C’est le second thème, celui du soutien, de la solidarité : les îlots que nous représentons n’ont pas été créés par Dieu pour être éparpillés dans l’immensité de l’océan mais pour former des archipels interdépendants . Dieu nous espère prenant soin les uns des autres, liés par une communauté de vie comme le sont tous les membres d’un même corps. Oui, ce que Dieu espère, c’est que nous fassions corps, véritablement, à la manière d’un corps humain, à la manière d’un corps social, à la manière d’un corps ecclésiastique ou de toutes les formes de corps que nous pouvons envisager. Faire corps, c’est-à-dire éprouver un sentiment de solidarité les uns envers les autres ;
C’est au minimum éviter que dans nos Eglises ne se reproduisent les inégalités de la société environnante et que nous ressentions cette appartenance à un tel corps, qui que nous soyons. C’est aussi pouvoir soutenir les plus faibles comme le bras valide soutient aussitôt le bras cassé, voire, comme dit Paul, apporter des honneurs à celui qui les mérite le moins. Dans la grande chaîne humaine, il y a des maillons faibles : essayons de diminuer la tension plutôt qu’amener l’autre à l’échec ou à la rupture.

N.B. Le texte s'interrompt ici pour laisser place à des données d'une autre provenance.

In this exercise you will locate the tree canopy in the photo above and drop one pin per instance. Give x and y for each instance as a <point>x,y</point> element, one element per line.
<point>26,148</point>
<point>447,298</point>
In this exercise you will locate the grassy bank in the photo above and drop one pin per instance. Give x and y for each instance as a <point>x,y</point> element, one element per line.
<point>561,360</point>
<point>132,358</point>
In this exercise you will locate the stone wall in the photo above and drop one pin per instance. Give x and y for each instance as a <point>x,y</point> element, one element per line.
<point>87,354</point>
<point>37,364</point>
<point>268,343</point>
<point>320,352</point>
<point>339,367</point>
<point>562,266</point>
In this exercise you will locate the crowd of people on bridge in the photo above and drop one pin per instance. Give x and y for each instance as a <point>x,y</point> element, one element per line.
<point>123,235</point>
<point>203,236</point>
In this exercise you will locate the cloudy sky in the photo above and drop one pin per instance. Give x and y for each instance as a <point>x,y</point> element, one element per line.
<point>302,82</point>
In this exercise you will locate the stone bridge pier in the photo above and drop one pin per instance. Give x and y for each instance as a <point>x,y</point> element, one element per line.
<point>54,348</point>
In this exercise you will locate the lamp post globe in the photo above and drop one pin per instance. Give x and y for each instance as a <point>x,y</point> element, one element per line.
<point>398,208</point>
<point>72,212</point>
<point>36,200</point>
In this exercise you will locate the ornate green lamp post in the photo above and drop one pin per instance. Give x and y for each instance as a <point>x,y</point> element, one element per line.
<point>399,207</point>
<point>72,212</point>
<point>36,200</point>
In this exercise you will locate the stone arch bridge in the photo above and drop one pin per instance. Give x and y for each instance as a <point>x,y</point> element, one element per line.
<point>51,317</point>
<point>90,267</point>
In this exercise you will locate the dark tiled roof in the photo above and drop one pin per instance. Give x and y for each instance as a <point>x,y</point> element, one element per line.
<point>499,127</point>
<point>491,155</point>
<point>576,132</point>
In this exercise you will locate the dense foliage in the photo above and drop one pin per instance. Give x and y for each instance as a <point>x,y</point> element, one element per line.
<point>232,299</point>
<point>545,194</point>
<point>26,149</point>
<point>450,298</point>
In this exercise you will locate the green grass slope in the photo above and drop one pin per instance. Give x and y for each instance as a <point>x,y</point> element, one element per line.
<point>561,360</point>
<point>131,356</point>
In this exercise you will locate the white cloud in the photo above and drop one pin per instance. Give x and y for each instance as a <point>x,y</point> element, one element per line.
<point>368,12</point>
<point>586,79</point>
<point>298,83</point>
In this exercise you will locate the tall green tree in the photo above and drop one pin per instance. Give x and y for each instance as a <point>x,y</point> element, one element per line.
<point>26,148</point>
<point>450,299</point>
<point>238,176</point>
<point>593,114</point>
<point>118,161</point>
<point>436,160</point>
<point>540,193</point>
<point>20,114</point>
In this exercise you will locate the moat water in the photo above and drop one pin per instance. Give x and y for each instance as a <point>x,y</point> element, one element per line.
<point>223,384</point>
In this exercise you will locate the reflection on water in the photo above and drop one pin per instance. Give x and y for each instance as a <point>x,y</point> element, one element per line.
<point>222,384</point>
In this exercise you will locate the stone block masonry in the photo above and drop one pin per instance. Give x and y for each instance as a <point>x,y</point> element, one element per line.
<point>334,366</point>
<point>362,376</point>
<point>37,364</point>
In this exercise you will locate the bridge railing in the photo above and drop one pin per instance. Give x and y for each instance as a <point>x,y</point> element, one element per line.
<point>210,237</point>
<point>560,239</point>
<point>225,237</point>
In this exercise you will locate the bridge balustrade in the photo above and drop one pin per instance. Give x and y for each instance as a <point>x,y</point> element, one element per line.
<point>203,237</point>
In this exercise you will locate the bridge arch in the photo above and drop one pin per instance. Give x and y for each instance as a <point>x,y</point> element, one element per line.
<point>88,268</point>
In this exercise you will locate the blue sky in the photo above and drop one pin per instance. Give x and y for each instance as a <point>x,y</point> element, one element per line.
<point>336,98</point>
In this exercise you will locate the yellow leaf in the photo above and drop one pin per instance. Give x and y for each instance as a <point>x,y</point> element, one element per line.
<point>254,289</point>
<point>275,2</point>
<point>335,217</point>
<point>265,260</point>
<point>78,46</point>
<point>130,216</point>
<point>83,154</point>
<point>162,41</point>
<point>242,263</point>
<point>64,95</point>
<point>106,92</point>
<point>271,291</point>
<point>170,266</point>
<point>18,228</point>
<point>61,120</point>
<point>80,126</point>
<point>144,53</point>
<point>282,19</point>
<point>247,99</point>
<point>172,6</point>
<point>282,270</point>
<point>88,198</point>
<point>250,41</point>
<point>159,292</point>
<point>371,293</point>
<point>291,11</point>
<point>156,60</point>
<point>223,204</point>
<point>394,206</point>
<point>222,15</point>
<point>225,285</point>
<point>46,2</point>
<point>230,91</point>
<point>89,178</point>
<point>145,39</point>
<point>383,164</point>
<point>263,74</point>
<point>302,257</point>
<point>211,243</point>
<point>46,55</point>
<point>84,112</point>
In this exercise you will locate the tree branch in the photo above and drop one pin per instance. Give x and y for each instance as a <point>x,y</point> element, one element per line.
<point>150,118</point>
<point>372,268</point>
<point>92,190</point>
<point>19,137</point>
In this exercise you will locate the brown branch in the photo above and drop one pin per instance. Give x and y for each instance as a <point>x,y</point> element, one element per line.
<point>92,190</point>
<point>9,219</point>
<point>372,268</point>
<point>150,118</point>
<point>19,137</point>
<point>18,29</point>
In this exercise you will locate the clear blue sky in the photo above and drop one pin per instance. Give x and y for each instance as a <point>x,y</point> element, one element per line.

Le baptême nous révèle que nous sommes toutes et tous liés les uns aux autres, en interaction permanente. Cette vision de l’homme permet de fonder une morale car ce que je fais aux uns, c’est à moi aussi que je le fais ou, pour le dire avec les mots de Dietrich Bonhoeffer, blesser quelqu’un, c’est défigurer le Christ. William Booth, fondateur de l’Armée du Salut, nous a donné également un beau texte social :
« Tant que ds femmes pleureront, je me battrai. Tant que des enfants auront faim, je me battrai. Tant qu’il y aura un alcoolique, je me battrai. Tant qu’il y aura une fille qui se vend, je me battrai. Tant qu’il y aura un homme en prison, et qui n’en sortira que pour y retourner, je me battrai. Tant qu’il y aure un être humain privé de la lumière de Dieu, je me battrai, je me battrai, je me battrai »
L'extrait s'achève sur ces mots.